The movement defied popular representations of Pakistan and was symbolic in several ways. Firstly, the movement saw peasants and farmers from across the religious divide come together. 40% of the AMP membership consisted of Christian peasants and farmers who have generally occupied the very lowest rung in the Punjab's caste hierarchy. Second, when the military's suppression increased and the farmers and peasants started getting illegally detained and tortured, it is the women who rose up in resistance and led march and protests with their thappas (sticks used to beat dirty clothes while washing) in the air. These women came to be known as the Thappa Force and resulted in a mass empowerment of women which led them to challenge not just the repressive apparatus of the state but also entrenched structures of patriarchy and religious-based discrimination. When Munawwar Bibi, the Punjab President of the AMP, was threatened by local landlords that they would not give her a Muslim burial because as a woman she was fighting alongside Christians, she sent them a reply saying:

'After my soul departs, the Christians will take me to their graveyard. Do you think I am fighting for a burial spot?'

Moreover, post-AMP mobilisation enrolment of girls in schools in the area has increased and women have refused to go back to the same position of subordination that they were in before they stepped into the battle with the state (Shirkat Gah Documentary, 2010).

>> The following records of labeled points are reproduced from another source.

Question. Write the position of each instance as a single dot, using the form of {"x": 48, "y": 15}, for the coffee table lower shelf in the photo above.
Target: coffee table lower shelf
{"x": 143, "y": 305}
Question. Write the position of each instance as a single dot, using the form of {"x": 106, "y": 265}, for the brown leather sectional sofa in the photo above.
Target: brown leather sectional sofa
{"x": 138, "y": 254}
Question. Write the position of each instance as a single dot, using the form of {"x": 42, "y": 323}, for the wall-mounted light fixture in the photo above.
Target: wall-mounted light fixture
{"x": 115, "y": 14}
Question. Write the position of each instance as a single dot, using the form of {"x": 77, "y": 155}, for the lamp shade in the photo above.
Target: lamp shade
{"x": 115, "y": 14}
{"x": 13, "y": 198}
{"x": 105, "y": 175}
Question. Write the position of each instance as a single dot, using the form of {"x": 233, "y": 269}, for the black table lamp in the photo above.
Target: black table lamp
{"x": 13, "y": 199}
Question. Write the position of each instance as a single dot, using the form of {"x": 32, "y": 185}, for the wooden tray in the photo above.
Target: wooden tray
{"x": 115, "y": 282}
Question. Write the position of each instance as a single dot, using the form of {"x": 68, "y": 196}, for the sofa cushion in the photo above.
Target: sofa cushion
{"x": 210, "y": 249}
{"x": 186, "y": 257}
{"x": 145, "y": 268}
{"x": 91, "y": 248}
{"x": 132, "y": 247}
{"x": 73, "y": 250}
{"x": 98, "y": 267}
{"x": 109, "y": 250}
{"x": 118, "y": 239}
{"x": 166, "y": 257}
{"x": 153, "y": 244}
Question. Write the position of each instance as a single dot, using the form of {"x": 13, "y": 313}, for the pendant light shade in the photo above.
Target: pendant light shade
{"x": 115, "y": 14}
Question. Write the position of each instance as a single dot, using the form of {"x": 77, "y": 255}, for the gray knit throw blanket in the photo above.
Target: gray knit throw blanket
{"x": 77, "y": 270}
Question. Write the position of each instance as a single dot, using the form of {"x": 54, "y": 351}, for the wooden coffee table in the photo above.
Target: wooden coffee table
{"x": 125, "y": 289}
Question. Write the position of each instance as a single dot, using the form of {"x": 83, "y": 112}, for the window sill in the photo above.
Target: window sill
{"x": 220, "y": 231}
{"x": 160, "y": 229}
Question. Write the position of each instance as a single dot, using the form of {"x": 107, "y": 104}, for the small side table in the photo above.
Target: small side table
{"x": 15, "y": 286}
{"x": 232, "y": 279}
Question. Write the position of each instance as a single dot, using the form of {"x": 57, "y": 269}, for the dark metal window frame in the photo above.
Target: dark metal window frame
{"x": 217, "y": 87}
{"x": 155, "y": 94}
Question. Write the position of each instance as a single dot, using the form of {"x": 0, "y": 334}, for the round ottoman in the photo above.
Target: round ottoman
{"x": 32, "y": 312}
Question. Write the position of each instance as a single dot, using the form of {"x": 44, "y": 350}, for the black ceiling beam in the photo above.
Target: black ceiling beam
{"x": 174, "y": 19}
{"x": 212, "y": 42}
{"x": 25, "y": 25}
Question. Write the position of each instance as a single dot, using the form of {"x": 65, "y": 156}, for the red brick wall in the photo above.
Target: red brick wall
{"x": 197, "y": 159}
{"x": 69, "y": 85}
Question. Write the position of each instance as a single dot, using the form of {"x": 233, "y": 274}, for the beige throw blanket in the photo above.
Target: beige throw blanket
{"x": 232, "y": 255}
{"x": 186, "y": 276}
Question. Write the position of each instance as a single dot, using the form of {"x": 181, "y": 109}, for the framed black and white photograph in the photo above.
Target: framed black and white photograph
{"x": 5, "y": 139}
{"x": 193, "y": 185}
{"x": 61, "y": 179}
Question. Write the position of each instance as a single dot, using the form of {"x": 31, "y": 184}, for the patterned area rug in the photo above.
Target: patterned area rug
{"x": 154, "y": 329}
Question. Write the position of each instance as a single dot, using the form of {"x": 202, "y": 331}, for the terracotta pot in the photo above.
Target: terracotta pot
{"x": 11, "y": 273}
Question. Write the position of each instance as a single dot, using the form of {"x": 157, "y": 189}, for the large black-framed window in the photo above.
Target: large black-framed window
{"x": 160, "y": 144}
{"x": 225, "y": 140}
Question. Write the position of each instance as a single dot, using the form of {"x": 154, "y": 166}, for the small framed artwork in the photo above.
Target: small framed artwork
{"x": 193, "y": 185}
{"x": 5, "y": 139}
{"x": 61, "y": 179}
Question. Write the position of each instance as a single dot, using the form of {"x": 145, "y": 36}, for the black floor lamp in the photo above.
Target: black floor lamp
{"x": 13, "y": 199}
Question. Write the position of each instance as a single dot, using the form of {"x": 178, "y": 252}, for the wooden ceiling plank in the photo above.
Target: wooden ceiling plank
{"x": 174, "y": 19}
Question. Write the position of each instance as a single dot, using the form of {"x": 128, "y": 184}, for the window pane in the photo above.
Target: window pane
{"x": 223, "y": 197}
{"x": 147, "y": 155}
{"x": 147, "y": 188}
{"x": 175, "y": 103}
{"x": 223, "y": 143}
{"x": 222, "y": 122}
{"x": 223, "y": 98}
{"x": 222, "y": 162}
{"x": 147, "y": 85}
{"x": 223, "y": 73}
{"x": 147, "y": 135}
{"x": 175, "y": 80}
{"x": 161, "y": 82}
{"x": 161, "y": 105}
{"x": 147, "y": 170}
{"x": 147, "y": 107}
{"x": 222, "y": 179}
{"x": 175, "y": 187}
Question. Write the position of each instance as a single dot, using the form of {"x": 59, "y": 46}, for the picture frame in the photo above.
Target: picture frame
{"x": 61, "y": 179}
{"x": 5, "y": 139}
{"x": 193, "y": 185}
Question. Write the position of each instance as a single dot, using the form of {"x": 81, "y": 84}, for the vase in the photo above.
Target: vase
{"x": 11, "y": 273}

Enduring colonial patterns of military recruitment and critical support by capitalist powers have resulted in the Punjab province being the center of the military's power base in Pakistan. Due to the peculiar nature of the Pakistani and Bangladeshi post-colonial state (with an under-developed native bourgeoisie and a top-down imposed colonial state), a civil-militarybureaucratic oligarchyhas come to dominate what Alavi has termed 'the overdeveloped state' (1972). Developed during the British Raj with the express intention of 'controlling the natives' and extracting resources for the mother country, the 'over-developed state' continues to retain the existence and pervading mechanisms of control and oppression developed during the era of formal colonialism. Moreover, Alavi posits that due to its grafted nature, it is the state itself which has become the site for contestation between competing interests. It is in this context of the hangover of colonial institutions and the AMP's refusal to seek redress in colonial-era institutions of justice and law that the Okara peasants' struggle signified an unprecedented challenge to hegemony of the state and its military-centered post-colonial elite.